Il sound dei Neurosis è passato attraverso molteplice fasi e differenti forme nel corso della loro carriera, dall’iniziale hardcore punk con echi crust di matrice Amebix e Discharge fino a giungere ad un suono più completo, personale e progressivo che in molti hanno definito post-metal. “A Sun That Never Sets” può essere preso ad esempio definitivo della maturazione del suono dei Neurosis, una musica quella del gruppo di Oakland caratterizzata da una natura profondamente cangiante e polimorfa, attraversata nelle viscere da molteplici pulsioni e differenti influenze. Difatti il sound che inghiotte appena ci si addentra negli abissi opprimenti di questo “A Sun That Never Sets” incorpora dentro di sé vaghi retaggi hardcore, passaggi ambient e altri più noise, pulsioni folk che si intrecciano con tribalismi oscuri, ma soprattutto un muro di suono asfissiante, che fa proprie la pesantezza e la lentezza dello sludge più annichilente e claustrofobico.
Nel corso del viaggio attraverso il vortice di angoscia e smarrimento creato dalle nove tracce possiamo notare un quasi totale abbandono delle radici hardcore/crust punk (se si escludono lontani echi di aggressività e irruenza tipicamente punk) che hanno accompagnato l’inizio della carriera dei Neurosis e che hanno permeato il sound di primordiali album quali “Pain of Mind” (1988), “The Word as Law”(1990) e in parte anche lo splendido “Souls at Zero” dell’92. I californiani dirottano ormai completamente il proprio suond verso lidi molto più sperimentali e territori progressivi nel quale confluiscono in parti eguali sludge claustrofobico, post metal dai toni marziali, soluzioni vagamente psichedeliche, passaggi atmosferici, pulsioni noise, musica ambient oscura e inserti tribali ipnotici. I Neurosis forgiano così un muro di suono del tutto angosciante, inospitale e caratterizzato da profondi toni apocalittici, con momenti di tensione costanti sottolineati in modo magistrale dal ricorso a fraseggi atmosferici e rallentamenti di natura sludge che rendono faticoso respirare.

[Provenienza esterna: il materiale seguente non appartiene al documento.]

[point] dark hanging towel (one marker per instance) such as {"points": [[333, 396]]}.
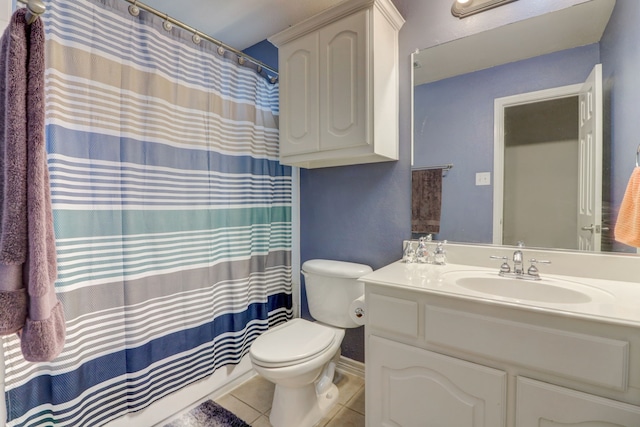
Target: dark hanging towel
{"points": [[426, 201]]}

Non si può difatti rimanere indifferenti dinanzi ad un’esperienza tanto claustrofobica come può esserlo solamente l’ascolto di “A Sun That Never Sets”, in cui i Neurosis creano voragini ipnotiche e angoscianti che si aprono improvvisamente sotto i nostri piedi trascinandoci giù negli abissi più profondi dove le nostre paranoie prendono forma e son pronte a divorarci.
Inoltre uno degli elementi che, anni fa così come oggi, continua a catturarmi, mandandomi in fissa in tempo zero e facendomi sprofondare nei meandri più oscuri di questo magistrale trip angosciante della durata di un’ora e sette minuti sono sicuramente le melodie e il riffing di chitarra che oscillano costantemente tra toni ipnotici e altri più progressivi da una parte, mentre dall’altra in grado di dipingere paesaggi spaventosi e claustrofobici, il tutto sottolineato dal tribalismo oscuro e martellante delle parti di batteria. Il vortice di tensioni e pulsioni evocato dalla musica dei Neurosis su “A Sun That Never Sets” provoca inoltre sensazioni di profonda angoscia, di rassegnazione e di impotenza dinanzi ad un mondo che sembra stia per crollare su se stesso da un momento all’altro sotto un sole che non tramonta mai. In tutto questo le vocals ad opera di Scott Kelly e di Steve Von Till accompagnano i paesaggi apocalittici dipinti dalla musica in modo assolutamente perfetto, riuscendo a imporsi su toni evocativi quando il sound dei Neurosis si avventura in territori ambient e nei momenti più atmosferici, così come sono capaci di esplodere in dilanianti urla di sofferenza e smarrimento che corrodono la gola quando invece ci si ritrova, come naufraghi alla deriva, in balia di tempeste di sludge claustrofobico e opprimente.
Vortici di smarrimento, angoscia, paranoie che ci inghiottono e lacerano, continuano ad aprire squarci nella nostra psiche mentre, giunti all’ultima tappa (Stones from the Sky) di questo allucinante viaggio, si cerca di risalire da un abisso sonoro ipnotico e claustrofobico, verso paesaggi apocalittici e desolati illuminati da un sole che non ha più intenzione di tramontare. Se mai doveste domandarvi quale potrebbe essere la colonna sonora che accompagnerà i giorni dell’apocalisse, la risposta ricadrà senza ombra di dubbio su questo devastante e assurdo “A Sun That Never Sets”, punto più alto raggiunto, a parer mio, dai Neurosis nei loro trentacinque anni di carriera.